How many of you attended Interop Las Vegas at the end of April? I must admit, I was not able to attend this year, but I'm sure it was jam-packed with great new product introductions and educational opportunities. One topic you probably didn't learn much about was the relationship between networks and the audiovisual/communications technologies that are becoming increasingly reliant upon them.
That's because only one of the 250-plus sessions even remotely dealt with this particular convergence. The session was titled, "What You Need to Know about Telepresence and High Definition Video," yet none of its presenters were technical experts on video technologies or even providers of telepresence or videoconferencing systems.
I suppose I shouldn't be surprised.

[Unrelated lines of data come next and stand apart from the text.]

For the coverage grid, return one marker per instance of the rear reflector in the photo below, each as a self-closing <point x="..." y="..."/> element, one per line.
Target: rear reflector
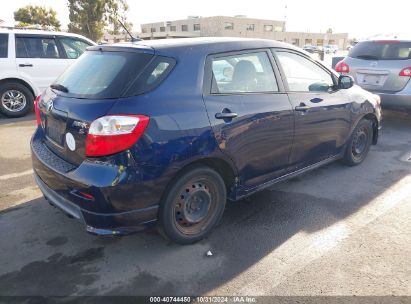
<point x="111" y="134"/>
<point x="342" y="67"/>
<point x="406" y="72"/>
<point x="36" y="110"/>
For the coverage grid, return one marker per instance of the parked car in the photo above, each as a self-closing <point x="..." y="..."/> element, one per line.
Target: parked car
<point x="30" y="60"/>
<point x="310" y="48"/>
<point x="330" y="49"/>
<point x="382" y="67"/>
<point x="149" y="136"/>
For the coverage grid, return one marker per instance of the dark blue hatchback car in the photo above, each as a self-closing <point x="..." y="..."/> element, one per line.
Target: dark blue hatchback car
<point x="164" y="132"/>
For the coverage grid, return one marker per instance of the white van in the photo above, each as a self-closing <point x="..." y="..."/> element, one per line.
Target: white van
<point x="30" y="60"/>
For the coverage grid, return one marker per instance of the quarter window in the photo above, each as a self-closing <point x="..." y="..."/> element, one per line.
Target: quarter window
<point x="303" y="75"/>
<point x="73" y="47"/>
<point x="243" y="73"/>
<point x="36" y="47"/>
<point x="4" y="45"/>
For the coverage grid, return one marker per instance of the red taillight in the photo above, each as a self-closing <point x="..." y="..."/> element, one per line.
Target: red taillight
<point x="36" y="110"/>
<point x="342" y="67"/>
<point x="406" y="72"/>
<point x="111" y="134"/>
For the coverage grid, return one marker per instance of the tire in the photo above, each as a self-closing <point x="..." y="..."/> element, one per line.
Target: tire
<point x="359" y="143"/>
<point x="192" y="206"/>
<point x="16" y="100"/>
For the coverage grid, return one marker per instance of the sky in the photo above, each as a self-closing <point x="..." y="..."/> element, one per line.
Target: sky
<point x="358" y="18"/>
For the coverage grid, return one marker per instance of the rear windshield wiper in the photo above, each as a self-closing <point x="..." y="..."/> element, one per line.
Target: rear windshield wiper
<point x="371" y="57"/>
<point x="59" y="87"/>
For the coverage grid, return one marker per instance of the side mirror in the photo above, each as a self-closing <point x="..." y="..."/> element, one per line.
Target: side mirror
<point x="345" y="82"/>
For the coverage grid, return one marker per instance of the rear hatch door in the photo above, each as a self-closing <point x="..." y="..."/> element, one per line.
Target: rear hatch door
<point x="85" y="92"/>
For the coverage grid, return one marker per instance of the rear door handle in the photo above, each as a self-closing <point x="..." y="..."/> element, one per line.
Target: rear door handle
<point x="302" y="107"/>
<point x="226" y="115"/>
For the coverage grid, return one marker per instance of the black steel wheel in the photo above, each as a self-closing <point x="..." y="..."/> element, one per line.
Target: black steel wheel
<point x="192" y="206"/>
<point x="359" y="143"/>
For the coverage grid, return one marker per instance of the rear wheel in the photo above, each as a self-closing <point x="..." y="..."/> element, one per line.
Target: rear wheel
<point x="192" y="206"/>
<point x="16" y="99"/>
<point x="359" y="143"/>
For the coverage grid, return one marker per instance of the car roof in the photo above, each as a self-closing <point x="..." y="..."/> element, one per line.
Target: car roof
<point x="204" y="45"/>
<point x="5" y="30"/>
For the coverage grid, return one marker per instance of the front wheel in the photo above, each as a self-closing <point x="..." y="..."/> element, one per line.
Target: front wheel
<point x="16" y="99"/>
<point x="359" y="143"/>
<point x="192" y="206"/>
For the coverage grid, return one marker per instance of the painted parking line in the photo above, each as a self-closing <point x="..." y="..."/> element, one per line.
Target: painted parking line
<point x="14" y="175"/>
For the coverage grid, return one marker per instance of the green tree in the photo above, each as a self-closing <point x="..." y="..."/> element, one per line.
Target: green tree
<point x="91" y="17"/>
<point x="37" y="15"/>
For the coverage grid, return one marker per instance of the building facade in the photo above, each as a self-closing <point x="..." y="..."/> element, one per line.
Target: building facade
<point x="238" y="26"/>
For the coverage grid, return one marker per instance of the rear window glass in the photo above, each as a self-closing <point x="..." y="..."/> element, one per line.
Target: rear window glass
<point x="381" y="50"/>
<point x="103" y="75"/>
<point x="4" y="45"/>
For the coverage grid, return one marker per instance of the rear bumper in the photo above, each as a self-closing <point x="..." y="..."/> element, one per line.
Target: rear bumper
<point x="397" y="101"/>
<point x="121" y="203"/>
<point x="98" y="223"/>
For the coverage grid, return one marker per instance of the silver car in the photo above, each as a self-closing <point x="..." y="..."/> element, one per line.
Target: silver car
<point x="382" y="67"/>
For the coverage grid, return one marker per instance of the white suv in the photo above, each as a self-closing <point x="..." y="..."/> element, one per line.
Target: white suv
<point x="30" y="60"/>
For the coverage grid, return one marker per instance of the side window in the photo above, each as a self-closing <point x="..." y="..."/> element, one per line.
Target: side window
<point x="36" y="47"/>
<point x="243" y="73"/>
<point x="303" y="75"/>
<point x="74" y="47"/>
<point x="4" y="45"/>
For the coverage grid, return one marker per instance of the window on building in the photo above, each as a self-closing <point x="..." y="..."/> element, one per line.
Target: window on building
<point x="250" y="27"/>
<point x="268" y="28"/>
<point x="228" y="26"/>
<point x="4" y="45"/>
<point x="243" y="73"/>
<point x="303" y="75"/>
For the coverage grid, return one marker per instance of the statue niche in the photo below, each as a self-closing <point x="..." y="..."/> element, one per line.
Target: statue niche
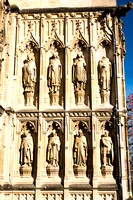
<point x="104" y="79"/>
<point x="107" y="154"/>
<point x="54" y="77"/>
<point x="79" y="78"/>
<point x="29" y="76"/>
<point x="53" y="150"/>
<point x="80" y="154"/>
<point x="26" y="149"/>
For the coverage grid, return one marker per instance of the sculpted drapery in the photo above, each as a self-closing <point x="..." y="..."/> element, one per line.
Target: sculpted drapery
<point x="106" y="149"/>
<point x="79" y="74"/>
<point x="26" y="148"/>
<point x="80" y="149"/>
<point x="53" y="149"/>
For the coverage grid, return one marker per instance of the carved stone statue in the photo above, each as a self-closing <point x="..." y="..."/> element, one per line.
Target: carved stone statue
<point x="54" y="73"/>
<point x="26" y="148"/>
<point x="80" y="149"/>
<point x="79" y="75"/>
<point x="106" y="149"/>
<point x="79" y="78"/>
<point x="54" y="77"/>
<point x="29" y="72"/>
<point x="53" y="149"/>
<point x="104" y="78"/>
<point x="29" y="79"/>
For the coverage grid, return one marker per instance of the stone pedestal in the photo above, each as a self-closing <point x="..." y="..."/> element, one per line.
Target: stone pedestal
<point x="29" y="96"/>
<point x="53" y="172"/>
<point x="107" y="171"/>
<point x="79" y="95"/>
<point x="54" y="98"/>
<point x="80" y="171"/>
<point x="26" y="171"/>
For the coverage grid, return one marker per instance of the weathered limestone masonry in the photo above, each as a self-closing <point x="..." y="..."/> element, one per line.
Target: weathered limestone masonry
<point x="58" y="136"/>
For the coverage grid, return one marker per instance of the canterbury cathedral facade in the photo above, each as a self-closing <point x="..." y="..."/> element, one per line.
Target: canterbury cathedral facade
<point x="62" y="101"/>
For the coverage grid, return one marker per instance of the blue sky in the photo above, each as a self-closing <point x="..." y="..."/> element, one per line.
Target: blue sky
<point x="128" y="31"/>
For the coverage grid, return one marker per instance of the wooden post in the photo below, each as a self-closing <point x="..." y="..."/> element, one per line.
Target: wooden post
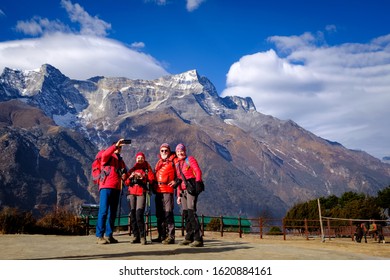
<point x="87" y="222"/>
<point x="239" y="227"/>
<point x="306" y="229"/>
<point x="202" y="224"/>
<point x="351" y="227"/>
<point x="261" y="227"/>
<point x="182" y="224"/>
<point x="221" y="225"/>
<point x="129" y="224"/>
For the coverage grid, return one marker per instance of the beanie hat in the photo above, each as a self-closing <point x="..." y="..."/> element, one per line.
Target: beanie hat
<point x="181" y="147"/>
<point x="165" y="145"/>
<point x="140" y="154"/>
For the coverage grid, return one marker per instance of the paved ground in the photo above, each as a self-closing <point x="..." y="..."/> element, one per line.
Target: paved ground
<point x="49" y="247"/>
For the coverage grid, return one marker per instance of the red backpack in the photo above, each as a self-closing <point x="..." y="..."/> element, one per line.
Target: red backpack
<point x="99" y="172"/>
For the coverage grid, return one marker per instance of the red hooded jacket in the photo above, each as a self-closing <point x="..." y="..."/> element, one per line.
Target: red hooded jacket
<point x="145" y="174"/>
<point x="191" y="170"/>
<point x="114" y="163"/>
<point x="165" y="173"/>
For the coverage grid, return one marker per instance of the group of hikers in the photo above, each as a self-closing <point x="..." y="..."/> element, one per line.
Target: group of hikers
<point x="174" y="172"/>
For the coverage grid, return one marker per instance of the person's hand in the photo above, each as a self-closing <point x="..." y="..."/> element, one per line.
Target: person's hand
<point x="119" y="143"/>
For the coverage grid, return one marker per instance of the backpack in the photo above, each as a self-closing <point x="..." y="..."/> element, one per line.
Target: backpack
<point x="99" y="173"/>
<point x="198" y="188"/>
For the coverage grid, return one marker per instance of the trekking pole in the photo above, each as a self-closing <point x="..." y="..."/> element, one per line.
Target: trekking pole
<point x="120" y="199"/>
<point x="120" y="205"/>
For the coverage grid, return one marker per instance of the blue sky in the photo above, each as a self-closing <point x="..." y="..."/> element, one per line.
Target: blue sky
<point x="323" y="64"/>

While IT and networking issues have dramatically imposed themselves on AV applications, the converse is not true. It may be my pro audio/AV bias talking, but this one-way street paradigm still strikes me as ironic, since most end-users' experience with IT ultimately happens through one or more AV interfaces. To the consumer of IT or AV, it's all one integrated experience. As I type this on a computer, I am looking at an LCD display. When I receive an email, I hear a chime through my loudspeaker system. Until data ports appear on the human skull, any type of communication you can of think depends on some sort of audio or visual technology for its message delivery.
The quality of data transfer - whether it's numbers, audio, or visual content - has three equally important parts. First, content must be digitized and, in some cases, stored for later delivery. Then the digitized data is transmitted, and must arrive intact and, often, in a "timely" manner. For some IT pros, that where the job ends, but even if this second step is accomplished with appropriate QoS, there's the vexing matter of the final step - how it's delivered for "ingestion" by the human perceptual system.
I'm not saying that IT and network managers don't care about the quality of AV delivery. I'm saying it's given very little thought. There is a "blind spot" when it comes to AV. Why should IT care about AV? Because it's part of the overall quality of the experience, or service, that the IT professional is being paid to provide. It's the corollary of GIGO (garbage in/garbage out) - the best quality champagne drank from a paper cup doesn't taste as good. A digital compact disc played through a clock radio doesn't sound as good. Digital content viewed and heard on an inadequate AV system fails to deliver that content the way it was intended. Communication is degraded, and the message is distorted.
And that's a collision on this two-way street of convergence.